The Soviets were firmly entrenched in the larger towns of Lithuania and were waging a battle to break the resistance of the countryside. Each territorial unit was given a quota of people to be deported, and each local commission of communist party members, KGB, and Soviets prepared a list.

To keep people in terror, deportations were unannounced and carried out on one or two consecutive days. If people on the list were away from home that day, then their neighbors could very likely be seized to take their place so that the quota would be filled. While there were increasing numbers of Lithuanians being executed between 1945 and 1949 for struggling against the Soviets, the number beginning to side with the Soviets was also rising. For instance, the ranks of communist youth, ‘komjaunuoliai’, increased from 3,800 in 1945 to 34,000 by 1950. Some deportees faced their own neighbors who were helping to round up those to be forcibly removed. Most of the deportees were not expected to live; so, those who were enforcing the deportation orders took their possessions.

Deportation was a highly efficient process for torturing people to death. It required little active effort on the part of those responsible. If you survived the mental trauma of being taken away and seeing family members separated and herded into cattle cars to travel to unknown destinations, then the years of inhuman work loads with little food or adequate clothing could be ensured of killing you. Survivors who wrote memoirs of their experience describe vast expanses littered with the graves and bones of Lithuanian deportees from the snowy Urals to the Arctic shore, from Kamchatka to the Altai mountain gorges, across Kazakhstan steppes and the Baikal taiga, to the banks of the Lena and Yenisey rivers.

Today the internment camps no longer exist. There is no Auschwitz where tours can be given to show the inhumanity of the Soviet Gulag. The fences and watchtowers have been dismantled and only the survivors who have returned to gather the bones of their family members or to erect memorials for those left behind on this road of Golgotha can find these places of internment. No visual reminders exist except for those few who have attempted to exorcise their ghosts by painting. (A moving series of paintings of the Gulag experience can be found on the web at www.jamestown.org/getman.)

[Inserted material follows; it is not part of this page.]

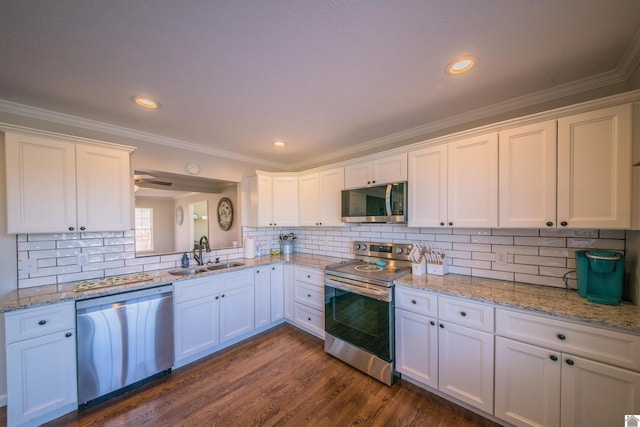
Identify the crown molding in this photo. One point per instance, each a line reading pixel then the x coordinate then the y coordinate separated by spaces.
pixel 627 65
pixel 631 58
pixel 561 91
pixel 97 126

So it is hard to remind people of the Baltics and the world of the moral debt we owe to those who were repressed. Likewise the imagination of the West has resisted rather than welcomed the stories of Soviet genocide since we all were complicit so long with a system that had offered salvation through class struggle. But what remain are the stories, the poems, and the songs of deportation. That is our history and our literature of the 20th century. It deserves to be translated and passed on to all who pride themselves as Lithuanians.